When a solute, like salt or sugar, is added to a solvent such as water, it lowers the temperature at which the liquid freezes. This phenomenon is known as freezing point depression. It's a colligative property, meaning it depends on the number of solute particles present in the solvent rather than the type of solute. This occurs because adding solute particles disrupts the formation of a solid structure within the solvent, requiring a lower temperature to achieve solidification.

The concept is described mathematically by the formula:

• \( \Delta T_f = i \cdot K_f \cdot m \)

Here, \( \Delta T_f \) is the freezing point depression, \( i \) is the van 't Hoff factor, \( K_f \) is the freezing point depression constant for the solvent, and \( m \) represents the molality of the solution. This equation highlights how the presence of a solute changes the freezing behavior of the solvent, a crucial concept in solutions chemistry.

The van 't Hoff factor, represented by \( i \), is key when calculating colligative properties like freezing point depression. It accounts for the effect of solute particles, specified as the number of particles a solute dissociates into in solution. For non-electrolytes, like sugar, \( i \) equals 1, as they do not dissociate in water.

Electrolytes, however, dissociate into ions in solution, leading to a higher van 't Hoff factor. For instance, NaCl dissociates into two ions (Na⁺ and Cl^-), resulting in \( i = 2 \). This factor plays a crucial role in modifying the degree of freezing point depression or any other colligative property.

• \( i = 1 \) for non-electrolytes
• \( i > 1 \) for electrolytes

Understanding this factor enables predictions on how different solutes affect the properties of solutions.

To determine the freezing point of a solution, you start with the freezing point of the pure solvent and subtract the calculated freezing point depression. This tells you how much the presence of solute has lowered the freezing point of the solvent.

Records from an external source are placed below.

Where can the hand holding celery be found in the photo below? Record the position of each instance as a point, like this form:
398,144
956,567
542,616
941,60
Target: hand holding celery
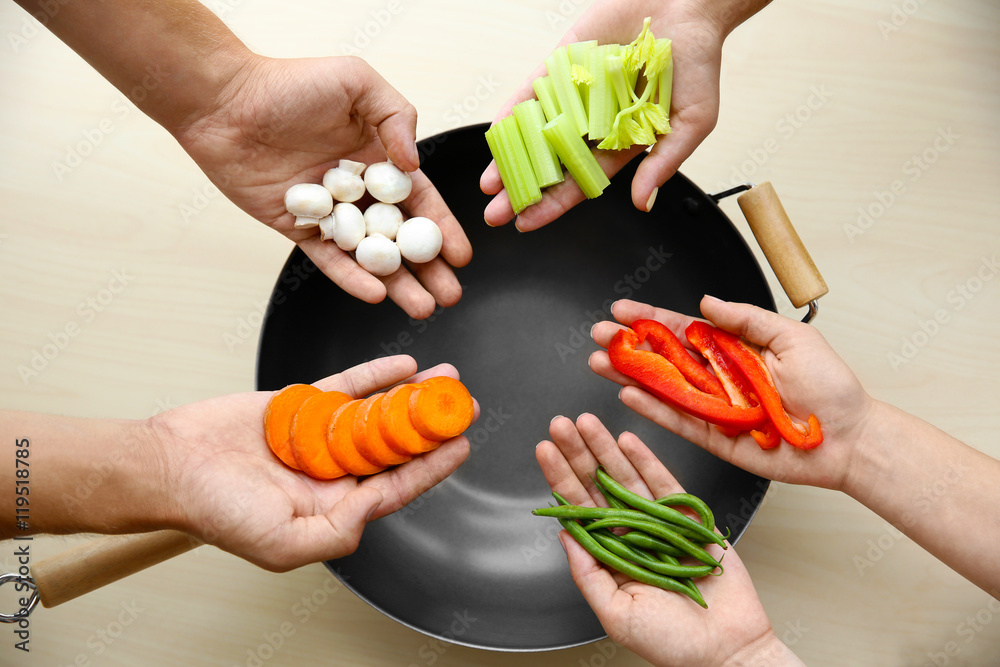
616,95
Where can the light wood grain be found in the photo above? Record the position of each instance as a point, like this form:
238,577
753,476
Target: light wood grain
781,245
861,103
103,561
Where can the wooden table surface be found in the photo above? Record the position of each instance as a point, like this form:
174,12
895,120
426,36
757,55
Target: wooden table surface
876,121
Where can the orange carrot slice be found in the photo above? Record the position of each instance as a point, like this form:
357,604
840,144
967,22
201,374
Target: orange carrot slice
308,436
368,438
340,441
441,408
395,425
278,417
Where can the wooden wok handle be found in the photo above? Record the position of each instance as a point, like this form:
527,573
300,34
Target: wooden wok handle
782,246
105,560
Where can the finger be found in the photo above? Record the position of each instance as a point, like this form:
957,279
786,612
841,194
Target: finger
595,582
370,376
559,473
600,363
604,332
434,371
426,201
655,475
757,325
381,105
341,268
691,126
402,484
406,291
686,426
579,458
609,454
627,312
439,280
325,536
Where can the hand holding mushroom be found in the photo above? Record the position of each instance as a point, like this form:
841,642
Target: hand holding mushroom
372,235
300,133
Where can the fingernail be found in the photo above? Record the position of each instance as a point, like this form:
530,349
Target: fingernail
652,199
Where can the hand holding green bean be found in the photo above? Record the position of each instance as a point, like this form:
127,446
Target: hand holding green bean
659,625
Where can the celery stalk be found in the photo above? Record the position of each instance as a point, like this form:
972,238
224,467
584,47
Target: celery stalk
546,95
576,155
579,56
603,104
631,77
544,161
503,163
616,72
665,82
560,72
526,191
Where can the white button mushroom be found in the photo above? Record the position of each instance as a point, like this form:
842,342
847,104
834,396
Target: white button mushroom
383,219
344,181
326,227
308,200
305,222
378,255
350,226
387,182
419,240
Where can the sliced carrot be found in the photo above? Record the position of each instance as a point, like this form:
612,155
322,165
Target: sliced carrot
368,438
441,408
395,426
309,430
278,417
340,441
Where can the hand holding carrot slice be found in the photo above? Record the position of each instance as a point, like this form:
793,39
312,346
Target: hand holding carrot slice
329,434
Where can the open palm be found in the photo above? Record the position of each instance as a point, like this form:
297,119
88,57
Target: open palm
663,627
697,53
808,374
229,490
285,121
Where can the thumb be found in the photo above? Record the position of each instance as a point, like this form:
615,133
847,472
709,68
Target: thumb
382,106
759,326
347,520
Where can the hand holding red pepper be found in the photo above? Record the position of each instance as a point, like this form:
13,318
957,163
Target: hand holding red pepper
806,373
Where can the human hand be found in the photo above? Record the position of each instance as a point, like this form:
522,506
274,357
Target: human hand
226,488
697,53
285,121
808,374
663,627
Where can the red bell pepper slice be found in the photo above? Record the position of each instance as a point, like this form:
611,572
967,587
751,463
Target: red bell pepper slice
666,344
701,336
753,369
664,380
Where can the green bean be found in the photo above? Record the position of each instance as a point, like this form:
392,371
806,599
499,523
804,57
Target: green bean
700,507
676,570
663,533
612,501
642,540
578,512
640,574
659,511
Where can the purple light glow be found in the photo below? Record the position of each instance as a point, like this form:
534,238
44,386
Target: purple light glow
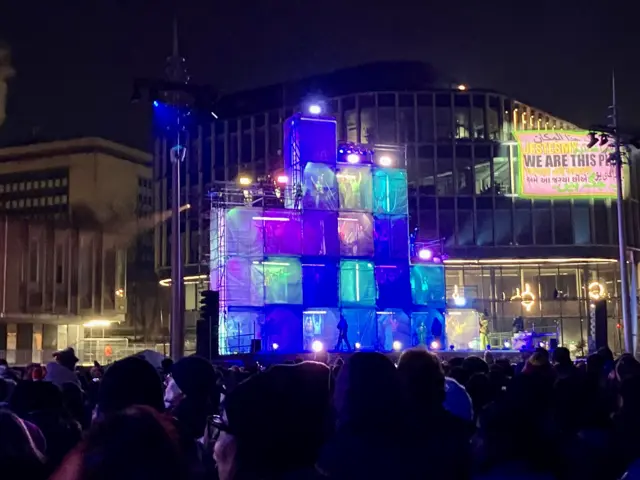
425,254
271,219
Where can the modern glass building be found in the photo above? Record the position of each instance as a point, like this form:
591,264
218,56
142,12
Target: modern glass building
508,256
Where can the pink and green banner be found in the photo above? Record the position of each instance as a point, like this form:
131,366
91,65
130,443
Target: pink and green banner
558,164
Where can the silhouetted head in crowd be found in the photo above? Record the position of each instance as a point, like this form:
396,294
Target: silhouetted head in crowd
475,365
595,364
6,389
459,374
19,456
629,396
606,354
133,443
422,377
627,367
538,363
67,358
273,423
489,358
367,396
73,399
192,393
128,382
166,366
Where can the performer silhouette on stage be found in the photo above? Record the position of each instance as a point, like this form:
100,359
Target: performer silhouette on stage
343,330
518,325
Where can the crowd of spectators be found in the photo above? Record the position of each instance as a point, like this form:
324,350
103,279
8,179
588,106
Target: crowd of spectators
545,417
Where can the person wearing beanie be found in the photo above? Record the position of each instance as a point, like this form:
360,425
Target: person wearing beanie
127,382
289,406
62,370
192,393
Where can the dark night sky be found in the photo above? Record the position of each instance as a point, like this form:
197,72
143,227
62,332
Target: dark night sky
76,59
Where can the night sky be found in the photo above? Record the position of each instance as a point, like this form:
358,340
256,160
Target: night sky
76,59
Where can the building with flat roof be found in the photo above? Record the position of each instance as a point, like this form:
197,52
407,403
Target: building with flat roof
72,221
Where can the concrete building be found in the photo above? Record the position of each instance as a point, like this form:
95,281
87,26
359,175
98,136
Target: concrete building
73,218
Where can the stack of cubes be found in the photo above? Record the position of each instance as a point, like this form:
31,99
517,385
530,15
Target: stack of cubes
341,247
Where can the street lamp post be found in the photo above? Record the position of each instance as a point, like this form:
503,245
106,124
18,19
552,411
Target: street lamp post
622,238
177,155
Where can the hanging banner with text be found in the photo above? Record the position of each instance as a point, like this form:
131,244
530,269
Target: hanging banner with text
559,165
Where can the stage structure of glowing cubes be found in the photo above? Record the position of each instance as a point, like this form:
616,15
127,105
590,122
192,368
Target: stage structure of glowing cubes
338,247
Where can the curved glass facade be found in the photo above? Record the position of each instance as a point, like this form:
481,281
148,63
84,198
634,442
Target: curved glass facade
551,296
461,174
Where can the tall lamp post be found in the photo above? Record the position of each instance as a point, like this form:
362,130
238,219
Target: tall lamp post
613,130
185,99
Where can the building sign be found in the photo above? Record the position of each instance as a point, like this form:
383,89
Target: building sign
558,164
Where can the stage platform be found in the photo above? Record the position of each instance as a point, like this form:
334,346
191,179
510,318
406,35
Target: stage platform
266,359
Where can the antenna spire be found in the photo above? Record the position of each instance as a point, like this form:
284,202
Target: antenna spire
176,69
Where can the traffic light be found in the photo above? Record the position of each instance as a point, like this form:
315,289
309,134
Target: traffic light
207,325
209,304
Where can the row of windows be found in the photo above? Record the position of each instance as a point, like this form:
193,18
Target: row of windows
34,202
33,185
467,223
145,182
254,144
145,200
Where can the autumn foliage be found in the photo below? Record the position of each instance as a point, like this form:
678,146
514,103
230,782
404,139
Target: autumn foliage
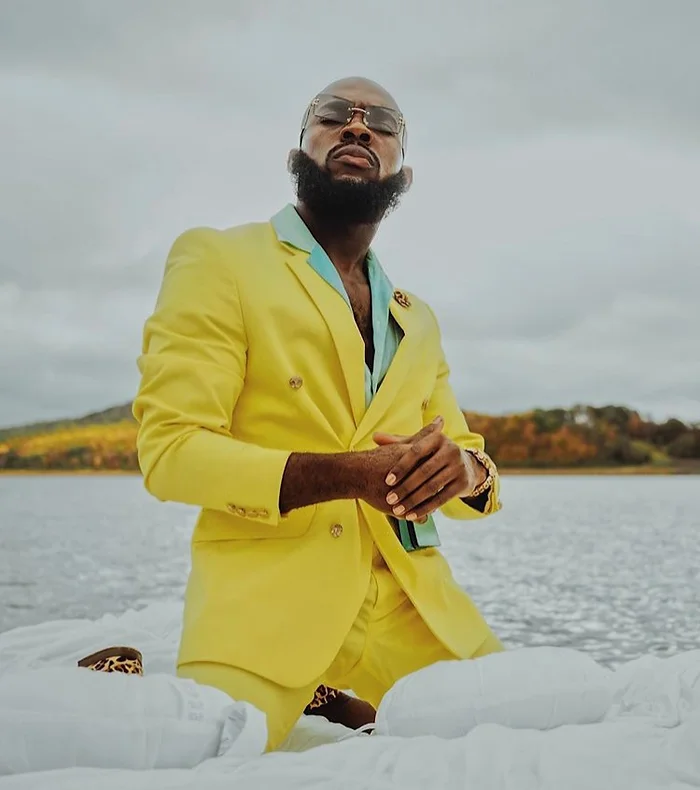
581,437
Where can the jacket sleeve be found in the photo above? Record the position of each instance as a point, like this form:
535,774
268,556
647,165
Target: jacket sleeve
444,402
192,369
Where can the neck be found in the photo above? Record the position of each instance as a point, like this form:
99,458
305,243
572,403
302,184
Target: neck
346,245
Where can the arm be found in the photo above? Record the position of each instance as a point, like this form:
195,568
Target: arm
192,370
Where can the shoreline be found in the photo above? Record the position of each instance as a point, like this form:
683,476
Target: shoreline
634,471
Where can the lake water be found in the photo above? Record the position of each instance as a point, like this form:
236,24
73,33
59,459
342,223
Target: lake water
609,565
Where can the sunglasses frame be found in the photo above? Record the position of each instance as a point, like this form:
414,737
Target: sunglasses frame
366,112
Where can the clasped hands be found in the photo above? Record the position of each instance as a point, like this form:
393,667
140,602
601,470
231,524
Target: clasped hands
410,477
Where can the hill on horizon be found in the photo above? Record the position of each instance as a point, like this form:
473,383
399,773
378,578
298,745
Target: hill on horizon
577,438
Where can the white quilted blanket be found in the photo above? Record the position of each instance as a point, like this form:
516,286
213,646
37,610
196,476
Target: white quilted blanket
648,740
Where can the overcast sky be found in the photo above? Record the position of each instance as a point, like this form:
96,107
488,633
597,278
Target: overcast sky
554,222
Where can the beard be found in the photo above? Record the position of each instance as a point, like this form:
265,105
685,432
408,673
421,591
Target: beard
343,201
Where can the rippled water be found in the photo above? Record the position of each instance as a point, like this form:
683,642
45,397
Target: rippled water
603,564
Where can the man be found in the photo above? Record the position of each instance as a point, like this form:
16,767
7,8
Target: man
291,393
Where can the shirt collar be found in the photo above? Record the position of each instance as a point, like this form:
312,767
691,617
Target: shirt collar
291,229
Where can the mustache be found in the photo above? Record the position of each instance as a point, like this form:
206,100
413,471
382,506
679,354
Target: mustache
346,144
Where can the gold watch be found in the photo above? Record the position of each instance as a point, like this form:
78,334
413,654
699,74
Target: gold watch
490,468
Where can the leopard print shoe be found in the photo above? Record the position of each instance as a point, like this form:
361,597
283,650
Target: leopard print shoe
114,659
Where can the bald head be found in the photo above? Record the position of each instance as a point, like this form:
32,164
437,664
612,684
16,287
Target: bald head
351,149
353,87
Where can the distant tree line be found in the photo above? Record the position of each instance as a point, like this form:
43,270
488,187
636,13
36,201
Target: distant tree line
540,439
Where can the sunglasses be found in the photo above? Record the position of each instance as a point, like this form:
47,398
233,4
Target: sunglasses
333,109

Mathematically, this is expressed as:

• \( T_f' = T_f - \Delta T_f \)

Where \( T_f \) represents the initial freezing point of the pure solvent, and \( T_f' \) indicates the new freezing point of the solution.
For instance, in the context of this exercise, with pure water freezing at 273.15 K and a freezing point depression of 0.151 K, the solution's freezing point becomes 272.999 K. This demonstrates how solute particles influence the freezing characteristics of solutions, an important concept when working with solutions in chemistry.